Pension Reforms Target Gender Gap
Millions of working women will be better off with new measures being introduced to tackle historic gender pension gap.
Millions of women working in local government will see their pensions improve under new reforms coming into force in April, as the government takes action to close the gender pension gap.
These steps will directly benefit working people on the front line, serving school lunches, cleaning buildings, managing libraries, and cleaning streets.
Measures include making gender pension gap data reporting statutory and making unpaid additional maternity, shared parental and adoption leave automatically pensionable.
Around three-quarters of the scheme's near seven million members are women and one of the most significant causes of the gender pension gap is due to maternity leave.
Making unpaid additional maternity leave automatically pensionable is a critical step that will help close the gender pension gap.

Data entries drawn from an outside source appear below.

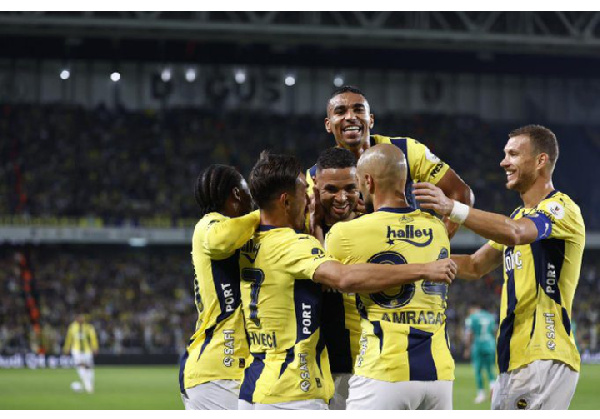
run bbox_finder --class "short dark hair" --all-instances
[329,85,367,100]
[317,147,356,172]
[250,150,302,209]
[195,164,243,217]
[508,125,558,167]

Minister for Local Government and Homelessness, Alison McGovern said
It is shocking that this gender imbalance in our pension system has persisted so long, and I am proud that these reforms will help correct this historic inequality.
These crucial changes will give hard working cleaners, librarians, school cooks and other public servants the security in retirement they deserve.
Minister for Pensions Torsten Bell said:
For too long, women have been penalised in retirement simply for having children.
These reforms mean that for millions of women working in local government, taking time out to care for a new baby will no longer cost them their pension security.
This is about a pension system that works for modern families and properly values the vital contribution of working women across our public services.
TUC general secretary Paul Nowak said:
Everyone deserves a decent quality of life in retirement, but the gender pension gap means that too many women are pushed into hardship.
It's not right. That's why these measures are an important step forward - they will make a meaningful difference for millions of women working in local government, helping them to build up a decent pension.
It's now vital we see more action to close the gender pensions pay gap across the whole workforce, including by extending this approach to the rest of the public sector.
Other measures include backdated payments and increased future pension payments to ensure that all surviving partners of eligible members are given the same pension as other survivors regardless of the type of relationship they were in.
Due to issues with the existing regulations, there have been instances where people in same-sex marriages and civil partnerships have received a more generous pension entitlement than those in opposite-sex marriages and partnerships.
Under these new reforms, all discrimination on the basis of the sex of those affected will be removed.
Another reform will remove an age cap currently in place that requires an LGPS member to have died before the age of 75 for their survivor to receive a lump sum payment.
The government is also taking steps to keep people in the scheme by enhancing data collection on why people opt out, in a bid to ensure as many people as possible benefit.